Low mortgage rates drive November’s frenzied originations activity

November’s refinancing share of mortgage activity rose for the fourth straight month as interest rates declined a full percent year over year.

According to the Ellie Maes Origination Insights Report, refinances accounted for 61% of closed loans, with the average 30-year FRM falling to 2.97% over the month. This corresponds to an annual increase of 49% and 60% in October. Purchases also had a strong month, as sales rose 19.7% annually, according to a separate report from Remax.

“Towards the end of 2020, we are still seeing a strong appetite for refinancing, which is the lion’s share of closed-end loans for the month,” said Joe Tyrrell, president of ICE Mortgage Technology, in a press release. “Interest rates continue to drop below 3%, which increases demand for purchases and refinancing as homebuyers expand their spending potential or take advantage of the opportunity to reduce their monthly mortgage payments.”

This week the 30-year fixed rate mortgage rate fell to its lowest level ever – 2.67%.

The overall closure rate fell again to 75.6% in November from the report’s high of 78.6% year-over-year and 76.7% month-over-month. Ellie Mae’s lending system users increased their closing time from 54 days in October to 55 days. The closing times for purchase origination increased from 48 days per month to 49 days, and refinancing went from 57 days to 59 days.

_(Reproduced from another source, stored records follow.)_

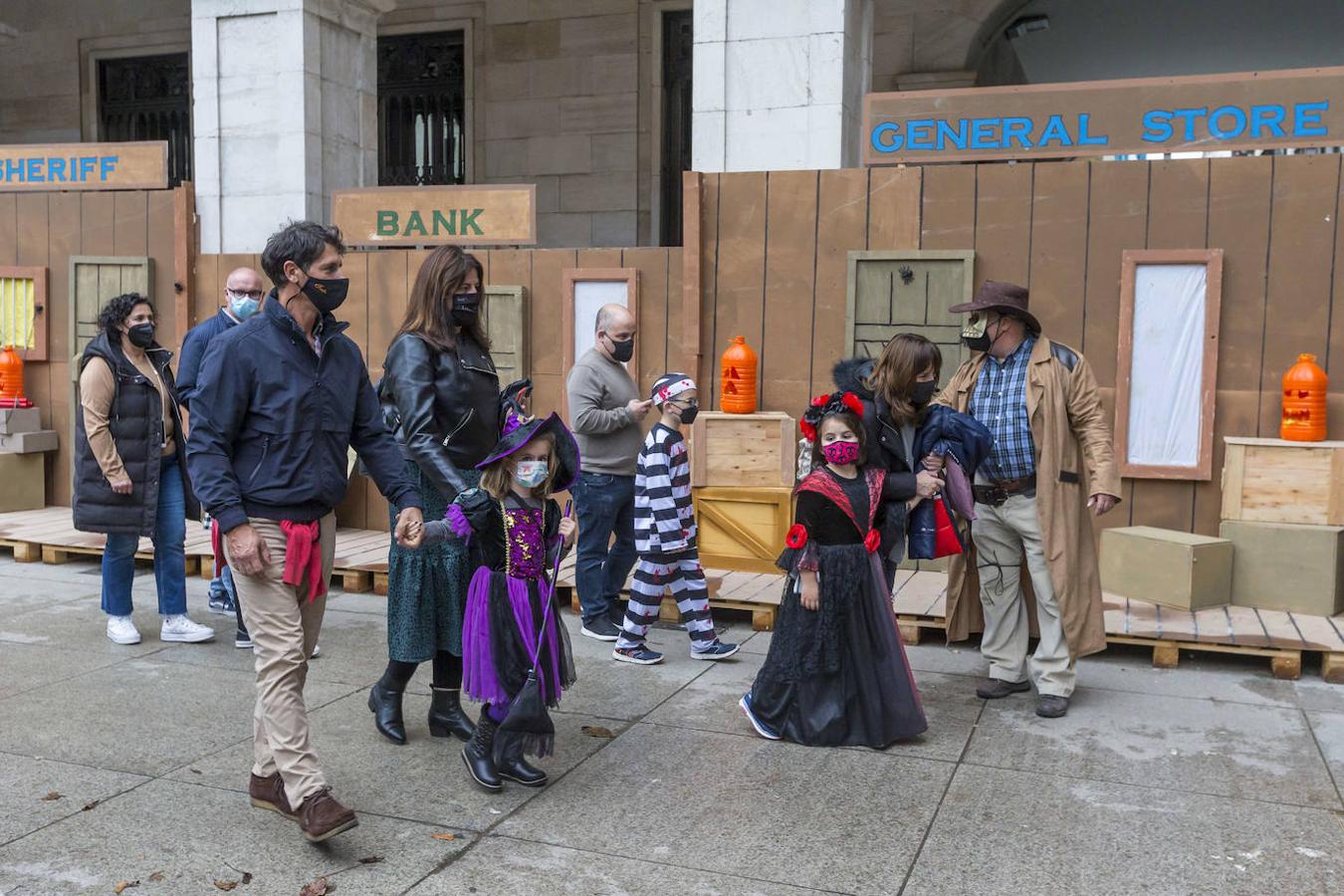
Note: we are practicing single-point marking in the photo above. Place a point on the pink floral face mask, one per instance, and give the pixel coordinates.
(840, 453)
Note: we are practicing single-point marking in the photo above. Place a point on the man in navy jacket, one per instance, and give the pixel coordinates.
(280, 402)
(244, 291)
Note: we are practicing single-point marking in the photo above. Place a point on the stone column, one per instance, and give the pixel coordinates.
(779, 84)
(285, 111)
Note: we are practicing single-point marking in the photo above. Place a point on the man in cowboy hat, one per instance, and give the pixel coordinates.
(1051, 461)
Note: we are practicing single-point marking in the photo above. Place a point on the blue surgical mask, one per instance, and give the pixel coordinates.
(531, 473)
(242, 305)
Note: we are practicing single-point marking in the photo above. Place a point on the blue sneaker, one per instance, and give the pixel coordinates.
(717, 650)
(640, 656)
(221, 600)
(761, 729)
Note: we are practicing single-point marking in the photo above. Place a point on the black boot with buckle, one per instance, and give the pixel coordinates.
(386, 706)
(514, 768)
(446, 716)
(477, 753)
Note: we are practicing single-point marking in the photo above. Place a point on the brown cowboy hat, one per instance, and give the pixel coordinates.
(1007, 299)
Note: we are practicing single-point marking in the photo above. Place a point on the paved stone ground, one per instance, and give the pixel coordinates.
(1213, 778)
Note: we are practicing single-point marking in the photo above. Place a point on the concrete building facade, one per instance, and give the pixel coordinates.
(598, 103)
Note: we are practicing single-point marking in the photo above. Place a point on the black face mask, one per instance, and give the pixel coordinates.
(622, 349)
(467, 308)
(141, 335)
(327, 295)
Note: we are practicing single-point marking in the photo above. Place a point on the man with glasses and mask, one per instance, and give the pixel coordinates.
(1051, 462)
(606, 416)
(244, 293)
(280, 402)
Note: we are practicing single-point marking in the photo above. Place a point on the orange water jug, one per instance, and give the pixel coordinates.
(11, 377)
(737, 380)
(1304, 402)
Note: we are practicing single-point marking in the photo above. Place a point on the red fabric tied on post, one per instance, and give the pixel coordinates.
(304, 557)
(947, 542)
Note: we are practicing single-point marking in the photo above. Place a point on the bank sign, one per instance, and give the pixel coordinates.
(1251, 111)
(130, 165)
(477, 214)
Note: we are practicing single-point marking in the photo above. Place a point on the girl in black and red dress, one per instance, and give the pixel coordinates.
(836, 673)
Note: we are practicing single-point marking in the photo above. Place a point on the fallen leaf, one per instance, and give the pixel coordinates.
(318, 888)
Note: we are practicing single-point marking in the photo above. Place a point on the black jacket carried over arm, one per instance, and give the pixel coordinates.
(273, 422)
(444, 404)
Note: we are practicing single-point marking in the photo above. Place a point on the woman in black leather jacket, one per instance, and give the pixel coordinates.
(895, 388)
(441, 396)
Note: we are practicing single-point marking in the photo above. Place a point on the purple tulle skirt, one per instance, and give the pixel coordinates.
(500, 634)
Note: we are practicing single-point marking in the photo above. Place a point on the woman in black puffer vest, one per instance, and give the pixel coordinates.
(130, 466)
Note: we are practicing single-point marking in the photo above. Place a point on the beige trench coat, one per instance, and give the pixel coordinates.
(1074, 461)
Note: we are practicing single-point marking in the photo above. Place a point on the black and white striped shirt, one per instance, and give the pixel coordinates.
(664, 518)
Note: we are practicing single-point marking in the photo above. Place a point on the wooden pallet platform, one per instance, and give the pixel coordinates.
(49, 535)
(755, 592)
(920, 600)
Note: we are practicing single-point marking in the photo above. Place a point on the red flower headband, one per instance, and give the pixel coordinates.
(824, 406)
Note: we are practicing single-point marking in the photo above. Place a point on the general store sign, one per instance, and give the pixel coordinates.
(1251, 111)
(131, 165)
(502, 214)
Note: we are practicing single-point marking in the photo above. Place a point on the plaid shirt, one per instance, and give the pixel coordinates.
(1001, 403)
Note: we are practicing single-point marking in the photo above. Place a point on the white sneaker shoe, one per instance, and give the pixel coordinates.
(179, 627)
(122, 630)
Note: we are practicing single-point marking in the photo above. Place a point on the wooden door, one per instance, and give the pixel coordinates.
(907, 292)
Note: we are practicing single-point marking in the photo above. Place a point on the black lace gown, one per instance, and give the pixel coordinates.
(837, 676)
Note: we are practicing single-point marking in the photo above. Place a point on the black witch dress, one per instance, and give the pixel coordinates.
(837, 676)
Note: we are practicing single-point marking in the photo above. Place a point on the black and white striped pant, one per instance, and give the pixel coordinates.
(686, 576)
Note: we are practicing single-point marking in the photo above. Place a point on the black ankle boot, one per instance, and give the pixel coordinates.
(446, 716)
(387, 712)
(514, 768)
(477, 751)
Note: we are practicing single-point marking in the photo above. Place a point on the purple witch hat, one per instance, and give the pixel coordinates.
(517, 433)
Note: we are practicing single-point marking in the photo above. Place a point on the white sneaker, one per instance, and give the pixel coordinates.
(179, 627)
(122, 630)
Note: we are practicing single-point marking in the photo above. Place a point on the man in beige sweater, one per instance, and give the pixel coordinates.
(605, 415)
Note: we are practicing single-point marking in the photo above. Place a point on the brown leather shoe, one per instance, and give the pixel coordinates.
(322, 817)
(269, 792)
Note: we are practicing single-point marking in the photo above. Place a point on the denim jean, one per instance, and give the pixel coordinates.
(118, 557)
(605, 508)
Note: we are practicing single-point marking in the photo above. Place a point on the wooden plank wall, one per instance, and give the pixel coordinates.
(46, 230)
(380, 285)
(775, 249)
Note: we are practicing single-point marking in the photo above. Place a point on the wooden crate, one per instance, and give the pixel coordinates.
(742, 528)
(1277, 481)
(1281, 565)
(744, 450)
(1172, 568)
(24, 483)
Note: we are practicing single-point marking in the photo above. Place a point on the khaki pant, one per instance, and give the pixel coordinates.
(284, 627)
(1002, 537)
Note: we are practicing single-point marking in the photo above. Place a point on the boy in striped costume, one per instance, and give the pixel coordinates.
(664, 535)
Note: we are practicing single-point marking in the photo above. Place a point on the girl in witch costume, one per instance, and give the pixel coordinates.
(515, 534)
(836, 672)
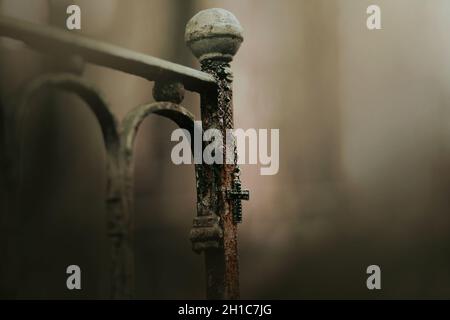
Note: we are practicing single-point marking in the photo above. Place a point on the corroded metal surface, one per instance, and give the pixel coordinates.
(214, 36)
(214, 33)
(63, 43)
(116, 206)
(168, 91)
(128, 130)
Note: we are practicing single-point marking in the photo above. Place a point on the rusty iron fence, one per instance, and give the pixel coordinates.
(214, 36)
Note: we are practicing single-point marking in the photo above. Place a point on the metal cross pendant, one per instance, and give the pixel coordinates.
(236, 194)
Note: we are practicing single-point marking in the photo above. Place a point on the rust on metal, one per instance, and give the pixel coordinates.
(214, 36)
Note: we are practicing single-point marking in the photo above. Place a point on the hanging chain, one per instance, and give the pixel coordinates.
(222, 73)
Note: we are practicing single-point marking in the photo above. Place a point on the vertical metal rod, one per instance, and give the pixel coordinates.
(214, 36)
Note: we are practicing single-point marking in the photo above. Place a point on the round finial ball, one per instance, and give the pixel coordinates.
(214, 34)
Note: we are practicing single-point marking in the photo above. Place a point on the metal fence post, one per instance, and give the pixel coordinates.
(214, 36)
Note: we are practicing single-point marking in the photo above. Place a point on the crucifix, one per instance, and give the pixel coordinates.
(236, 195)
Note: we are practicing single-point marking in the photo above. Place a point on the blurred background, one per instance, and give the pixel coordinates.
(364, 119)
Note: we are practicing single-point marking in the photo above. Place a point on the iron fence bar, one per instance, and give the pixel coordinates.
(60, 42)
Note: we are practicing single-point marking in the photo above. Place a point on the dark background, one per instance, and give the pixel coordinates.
(364, 153)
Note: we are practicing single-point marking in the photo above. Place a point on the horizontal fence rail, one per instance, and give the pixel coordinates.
(55, 41)
(214, 37)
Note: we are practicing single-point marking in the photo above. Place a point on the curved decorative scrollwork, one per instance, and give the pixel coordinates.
(116, 206)
(129, 128)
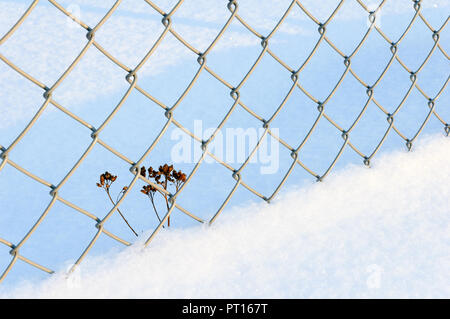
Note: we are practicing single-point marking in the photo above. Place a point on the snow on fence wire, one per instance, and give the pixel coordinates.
(170, 110)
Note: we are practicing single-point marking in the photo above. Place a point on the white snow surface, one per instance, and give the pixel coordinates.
(379, 232)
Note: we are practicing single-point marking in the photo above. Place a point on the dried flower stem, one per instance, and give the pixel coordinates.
(118, 210)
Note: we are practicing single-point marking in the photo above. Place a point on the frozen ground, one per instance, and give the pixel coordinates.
(380, 232)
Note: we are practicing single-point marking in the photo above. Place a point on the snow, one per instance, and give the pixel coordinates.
(379, 232)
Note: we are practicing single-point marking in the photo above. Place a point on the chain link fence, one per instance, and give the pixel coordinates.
(170, 111)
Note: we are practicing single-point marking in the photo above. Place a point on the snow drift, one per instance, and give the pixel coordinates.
(379, 232)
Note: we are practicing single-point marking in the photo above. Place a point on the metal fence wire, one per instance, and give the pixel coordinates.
(170, 111)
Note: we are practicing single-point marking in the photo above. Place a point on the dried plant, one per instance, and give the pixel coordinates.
(106, 180)
(165, 176)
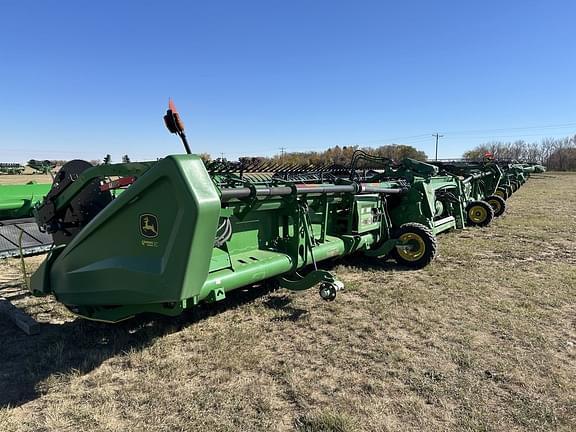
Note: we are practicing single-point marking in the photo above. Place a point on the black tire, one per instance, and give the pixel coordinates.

The share of adjustable-rate mortgages was 2.4% from October, but fell from 5.3% in the previous year. The FICO average values ​​for loans closed the exchange rate from the previous months, falling to 752 from 753 in October, while they still overshadowed the 736 year-ago rate.

“As many parts of the country move into the next phase of pandemic shutdowns, lenders must leverage the technology to enable virtual capabilities for their employees and homebuyers and provide automated workflows to simplify processes and improve engagement with interested parties,” said Tyrrell said.